Here's a quick breakdown of the process:

• A base, often characterized by a negatively charged ion like ethoxide \((C_2H_5O^- )\), attacks the substrate—a molecule containing a potential leaving group, like halogens (e.g., fluorine in 2-Fluoropentane).
• The base abstracts a proton from a \( eta \)-carbon (a carbon atom adjacent to the carbon with the leaving group), leading to the departure of the leaving group. This results in the formation of a double bond between the \( eta \)-carbon and the adjacent \( \alpha \)-carbon where the leaving group was attached.

This kind of elimination is called "E2" (bimolecular elimination) and occurs in a single step, without any intermediates. Understanding how these reactions occur is fundamental for predicting the structure and orientation of the resulting alkene product.

Zaitsev's Rule

Zaitsev's Rule is a guideline in organic chemistry used to predict the favored alkene product in elimination reactions.

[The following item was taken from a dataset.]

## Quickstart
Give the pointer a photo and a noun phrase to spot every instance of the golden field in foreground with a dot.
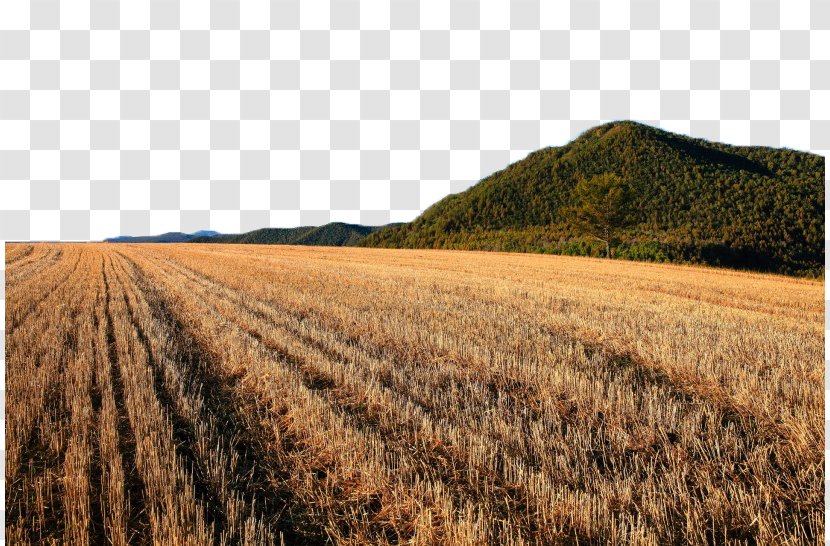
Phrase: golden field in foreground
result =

According to Zaitsev's Rule, the major product of an elimination reaction will be the more substituted alkene, meaning the double bond will form with more carbon atoms around it. This often results in a more stable configuration.

When applying Zaitsev's Rule, consider the potential hydrogens that can be removed from the adjacent \( \beta \)-carbon atoms:

• The \( \beta \)-carbon which contributes to a double bond with more alkyl groups (carbon groups) attached will form the favored product.
• This results because alkenes with more substituents are generally more stable due to hyperconjugation and the electron-releasing effect of the alkyl groups.

In scenarios, such as in the case of 2-Fluoropentane, when multiple \( \beta \)-carbons are available with equivalent substitution, either side can competitively participate in forming the double bond. However, even under these circumstances, the rule emphasizes the possibility of multiple products, with the most stable (Zaitsev) being predominant.

Alkene Formation

The process of converting a substrate to an alkene is known as alkene formation. This outcome is a result of elimination reactions, where the goal is to form a carbon-carbon double bond.

To achieve successful alkene formation:

• Choose suitable conditions such as a strong base like ethoxide ions to facilitate hydrogen abstraction.
• Identify the proper \( \beta \)-carbon for hydrogen removal to optimize the formation of a substituted alkene.

A high degree of stereospecificity might be involved, dictating whether the geometry of the newly formed double bond will be cis or trans. Trans alkenes, having substituents on opposite sides of the double bond, tend to be more stable due to less steric strain compared to cis alkenes, where substituents are on the same side.

In our case study with 2-Fluoropentane, alkene formation results in either cis or trans pent-2-ene. However, the trans configuration will prevail due to its higher stability, resulting in trans pent-2-ene being the major product. This highlights the direct relationship between Elimination Reactions, Zaitsev's Rule, and Alkene Formation in influencing organic synthesis.